I have never trained her to retrieve a glove but she basically knows how to retrieve anything of mine that I send her towards, so I thought what the hey, we'll try because if she got to do the retrieve she'doesn't love that.

So I practiced with an old glove I found in my truck but it was gray and dirty and I was afraid she wouldn't be able to see it really well when I sent her to retrieve. But as luck would have it, I went to the gas station and found these bright yellow gloves on sale for $3! So I bought them for her.

I'v never competed her off leash and this is a HARD venue for her, she loves to sniff floors and this place is an old horse farm that no longer has horses and they use the old indoor arena for dog training. So dirt floor with decades of animal smell and pee in it. It's her spiffy paradise.

Shout out to my super star for doing a bang up job, winning the class, retrieving a glove when I have never practiced that before in her life, and NOT sniffing the floor!!! (admssion, we did bomb our first class due to floor sniffing lol, this was our second)

Way to go, girlie!! Here she is with her glove!


----------



## Deb (Nov 20, 2010)

That's awesome! Congratulations!


----------



## Thecowboysgirl (Nov 30, 2006)

PS because she is losing her vision a bit and I have noticed she can no longer find light colored cookies when they fall on the yellow mat, so I thought a dirty grey glove on a dirt floor might be hard,stroke of good luck to find these florescent ones!


----------



## dogfaeries (Feb 22, 2010)

Wow! Congratulations!


----------



## Deb (Nov 20, 2010)

That was a perfect find!


----------



## sebrench (Dec 2, 2014)

Congratulations! Awesome job!


----------



## dogma13 (Mar 8, 2014)

Awesome!


----------



## Thecowboysgirl (Nov 30, 2006)

Thanks guys. Entry fees $25 bucks x3. gas to get here...I don't know I am filling up on the way home, the look on her face when she finished that run? Priceless!!! That's what we come for


----------



## RZZNSTR (Jan 24, 2015)

Very cool!


----------



## Thecowboysgirl (Nov 30, 2006)

She made it into the ribbons for the first time this afternoon in the B class, which is the championship points class for people who have already titled in that level and the competition is stiff. She is not really a competitive performer...heck I just started teaching her this stuff on the fly off youtube when she was 9 1/2...

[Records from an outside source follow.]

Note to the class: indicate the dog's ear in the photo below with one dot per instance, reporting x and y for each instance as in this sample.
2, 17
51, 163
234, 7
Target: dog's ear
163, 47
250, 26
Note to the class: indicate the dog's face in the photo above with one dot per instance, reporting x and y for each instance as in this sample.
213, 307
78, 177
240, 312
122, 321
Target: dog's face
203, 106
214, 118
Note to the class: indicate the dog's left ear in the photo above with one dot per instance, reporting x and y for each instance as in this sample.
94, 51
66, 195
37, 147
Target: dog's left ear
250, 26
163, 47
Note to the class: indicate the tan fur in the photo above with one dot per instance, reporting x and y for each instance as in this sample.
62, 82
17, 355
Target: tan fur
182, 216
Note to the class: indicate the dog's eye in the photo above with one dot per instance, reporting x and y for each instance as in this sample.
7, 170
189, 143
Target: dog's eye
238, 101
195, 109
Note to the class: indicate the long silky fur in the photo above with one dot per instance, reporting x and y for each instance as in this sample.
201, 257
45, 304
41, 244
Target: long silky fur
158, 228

so I thought it was pretty cool she got a ribbon, third place. She even qualified in our first run that was kind of a mess. And I was momentarily upset about it and then I said to myself...what are you thinking. We do this because she needs to feel important, she needs to go do something with me and get praised for it and have me tell her she did a bang up job so she still feels useful, because she lost her spark when I retired her. I groom her and spiff her up for run thrus and trials and it's like when I used to get her ready for work so she feels important. And so that bond she and I have always had is still there. Well not that I need to compete her to have a bond, but she has always been my "special" girl who helps me so she just needs to do something special with me. I left the other dog at home and just took her to this.


----------



## squerly (Aug 3, 2008)

The really cool part of this, apart from the thrill of you having a ribbon to take home, is how rewarding it was for her. And you know she picked up on that!


----------



## Thecowboysgirl (Nov 30, 2006)

squerly said:


> The really cool part of this, apart from the thrill of you having a ribbon to take home, is how rewarding it was for her. And you know she picked up on that!

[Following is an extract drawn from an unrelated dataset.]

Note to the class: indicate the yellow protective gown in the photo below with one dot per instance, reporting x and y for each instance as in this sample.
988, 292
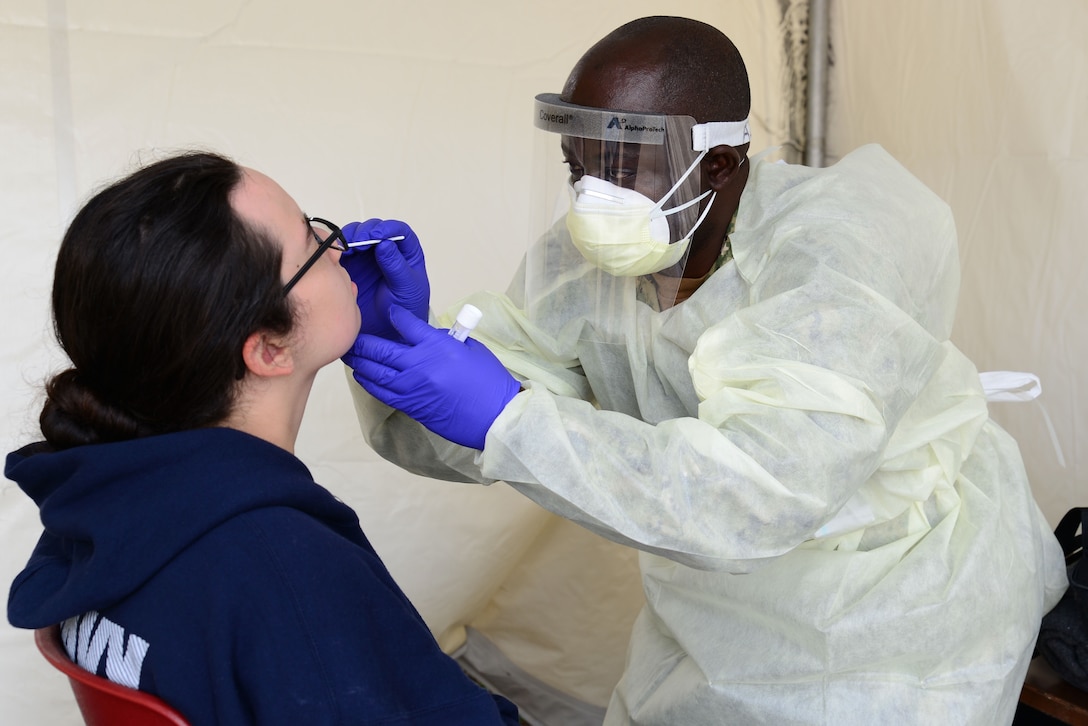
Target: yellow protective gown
832, 530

How rewarding it is for her is what it is all about. I admit I get distracted from that sometimes but I try to always bring it back.


----------



## Thecowboysgirl (Nov 30, 2006)

And hey! I have this board to thank because I got the idea to do rally to get her spirits up in retirement on here. And people told me about the different venues and everything. It probably never would have occurred to me otherwise. So, way to go guys!! Thanks! She loves it!


----------



## ksotto333 (Aug 3, 2011)

:happyboogie:How cool is that, good girl!


----------



## melissajancie (Dec 22, 2016)

Good Job!!!


----------



## zetti (May 11, 2014)

Yay for Super Star girlie! Congratulations! I just love senior dogs, they are so precious. So glad she was able to strut her stuff and show off a bit!


----------